= Smoke damper =

Fire protection products

Smoke dampers are passive fire protection products used in air conditioning and ventilation ductwork or installed in physical smoke barriers (e.g., walls).

==Use==
Smoke damper may be used to prevent the spread of smoke from the space of fire origin to other spaces in the same building. A combination of fans and dampers can exhaust smoke from an area while pressurizing the smoke-free areas around the affected area (inhibiting smoke infiltration into additional areas). It may also be used to maintain the required concentration of a fire suppression clean agent in a space, as installed in supply air ducts to restrict the introduction of air into the space, and as installed in return or exhaust air ducts to restrict the depletion of the clean agent from the space. Smoke dampers are usually installed by sheet metal contractors.

Smoke dampers can be activated by the fire alarm system, usually initiated by smoke detectors, or interlocked with a fire suppression system. Smoke dampers close by an electric or pneumatic actuator, or a spring actuator, and can be either manually reset or driven open on a reset signal to the electric or pneumatic actuator.

Combination fire/smoke dampers are also available if a smoke barrier is desired at the same location as a fire barrier.

Fire dampers and smoke dampers are an integral and essential part of a building's passive fire protection system.
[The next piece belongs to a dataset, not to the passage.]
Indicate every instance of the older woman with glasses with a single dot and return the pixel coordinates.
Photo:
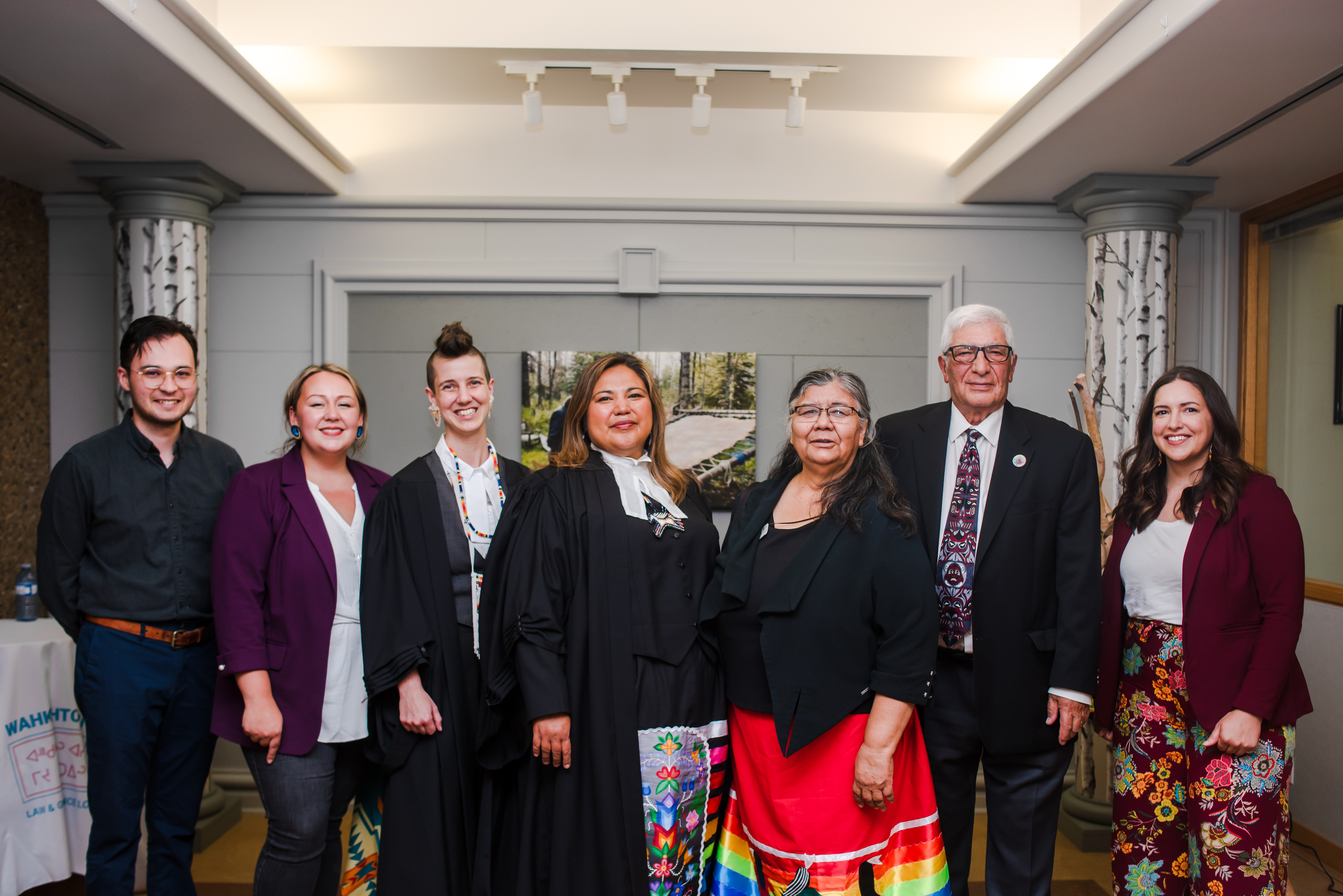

===Inspection and maintenance===
As with any other element of a building's passive fire protection system, smoke dampers need to be maintained, inspected and repaired to ensure they are in working order. The National Fire Protection Association (NFPA) requires the testing, maintenance and repair of smoke dampers as mandated in the Life Safety Code. NFPA 105 states [that] each damper shall be tested and inspected one year after installation. The test and inspection frequency shall then be every 4 years, except in hospitals, where the frequency shall be every 6 years. The code also states that the damper shall be actuated and cycled. The inspections must be document indicating the location of the damper, date of inspection, name of inspector, and deficiencies discovered.

As with fire damper inspections, smoke damper inspections are required by Authorities Having Jurisdiction (AHJ's). The International Code Council, the Joint Commission, NFPA and State Fire Marshals require these inspections as part of a Building's Life Safety Plan.

===Repair ===
NFPA 105 requires that "if a damper is not operable, repairs shall begin as soon as possible". The repair of smoke dampers is more complicated as compared to fire dampers due to actuator replacement.

==Certification==
According to Underwriter's Laboratory, "smoke dampers certified by UL carry a leakage class rating that indicates the level of air leakage measured through the damper under test conditions."